It’s the first large-scale immersion event of its kind in the St. John Valley, to which many of Maine’s French Acadian descendants can trace their roots. It will coincide with the upcoming 50th anniversary of Van Buren’s Acadian Village, the second-largest such settlement in the U.S.
Fort Fairfield French Teacher Jonna Boure will lead the week’s activities. A nearby New Brunswick attraction helped inspire the idea.
“I visited other Acadian villages. They have King’s Landing in Fredericton with people acting out different roles, and I thought that would be really cool to do here,” Boure said.
Boure has worked at Van Buren’s village for the past five years, and hopes the session will help bring history to life even more.
French and history teachers from throughout Maine will participate in the event, which runs from Tuesday, June 23, through Sunday, June 28.
Boure has arranged a week of engagements leading up to the June 27 reenactment that will take place throughout northern Maine’s St. John Valley region. Included will be history lessons at the Acadian Archives in Fort Kent, a lecture on Acadian identity, an Acadian French language lesson and cooking in a traditional outdoor bread oven in Grand Isle.
On the day before the reenactment, educators will meet with Penobscot Theater Director Jen Shephard to get into character for their roles. While most of the week is specifically for instructors, the village will be open to the public on June 27.

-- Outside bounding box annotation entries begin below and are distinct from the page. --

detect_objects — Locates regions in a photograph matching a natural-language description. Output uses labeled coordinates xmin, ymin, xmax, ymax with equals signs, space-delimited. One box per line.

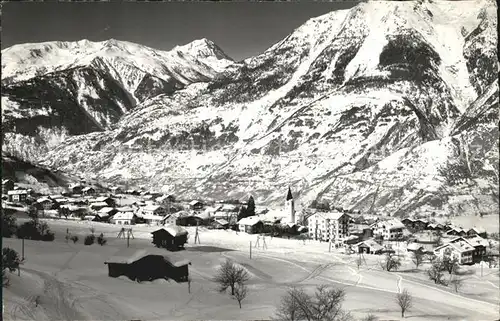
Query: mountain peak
xmin=173 ymin=38 xmax=233 ymax=61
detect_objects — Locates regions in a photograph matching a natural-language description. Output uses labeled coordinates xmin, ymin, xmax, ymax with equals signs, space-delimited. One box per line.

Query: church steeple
xmin=286 ymin=186 xmax=293 ymax=201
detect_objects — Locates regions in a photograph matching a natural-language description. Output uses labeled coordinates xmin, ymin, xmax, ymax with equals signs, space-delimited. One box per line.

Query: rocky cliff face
xmin=1 ymin=1 xmax=498 ymax=215
xmin=2 ymin=39 xmax=232 ymax=160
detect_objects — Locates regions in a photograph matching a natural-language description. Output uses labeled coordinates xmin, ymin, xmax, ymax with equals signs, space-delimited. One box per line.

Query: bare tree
xmin=233 ymin=283 xmax=248 ymax=309
xmin=380 ymin=253 xmax=401 ymax=272
xmin=450 ymin=275 xmax=463 ymax=293
xmin=362 ymin=314 xmax=378 ymax=321
xmin=214 ymin=259 xmax=250 ymax=295
xmin=355 ymin=256 xmax=363 ymax=270
xmin=276 ymin=285 xmax=351 ymax=321
xmin=396 ymin=289 xmax=413 ymax=318
xmin=412 ymin=251 xmax=424 ymax=269
xmin=427 ymin=259 xmax=446 ymax=285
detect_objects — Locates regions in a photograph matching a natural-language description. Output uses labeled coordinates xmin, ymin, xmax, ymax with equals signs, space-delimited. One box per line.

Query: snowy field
xmin=3 ymin=220 xmax=499 ymax=320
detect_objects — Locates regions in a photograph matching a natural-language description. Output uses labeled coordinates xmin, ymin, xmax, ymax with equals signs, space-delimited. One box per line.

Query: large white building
xmin=307 ymin=212 xmax=351 ymax=245
xmin=371 ymin=219 xmax=405 ymax=241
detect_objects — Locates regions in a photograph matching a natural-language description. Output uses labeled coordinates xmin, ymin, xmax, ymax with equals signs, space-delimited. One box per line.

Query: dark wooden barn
xmin=151 ymin=225 xmax=188 ymax=251
xmin=104 ymin=248 xmax=191 ymax=282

More than two dozen will be part of the living history day, including people from Maine, Canada and beyond, Boure said. One participant plans to travel from Florida.
The Acadian Village is on the National Park Service’s National Register of Historic Places, and will mark its 50th year with a celebration from June 12 to 14. A fundraiser to benefit site renovations exceeded its original $60,000 goal in April.
Boure hopes educators will gain a greater understanding of the unique experiences shared by early French settlers in Aroostook County and the struggles they had to overcome.
“They were pushed around and moved from place to place, and then they finally came to The County and thought everything was going to be great,” she said. “And then they weren’t allowed to speak French in schools.”
The festivities at the village will last nearly all day, from 10 a.m. to 5 p.m. Crafters and artists will demonstrate and sell their work. A blacksmith will fire up his forge and local French musical group “Les Chanteurs Acadiens” will perform.
Later, attendees can enjoy a traditional meal of chicken and stew and ployes.
Participants will travel across the border Sunday, June 28, to take part in a reenactment of the Acadian Landing and visit Le Librarie Mathulu in Edmundston, New Brunswick. The library will open just for the group that day, Boure said.
Boure and co-organizer Cindy Matthews have been invited to the American Council for Quebec Studies conference in Montreal this fall to share their experiences with the Living Acadia event.
Boure spent about a year arranging the workshop and would consider doing it again, she said.
She has long been fascinated by the Acadian Village.
“The village really is my happy place,” she said. “I had to do some writing for a class last year, and I chose to write about the village and what it’s like walking through the village. It’s like opening up the past.”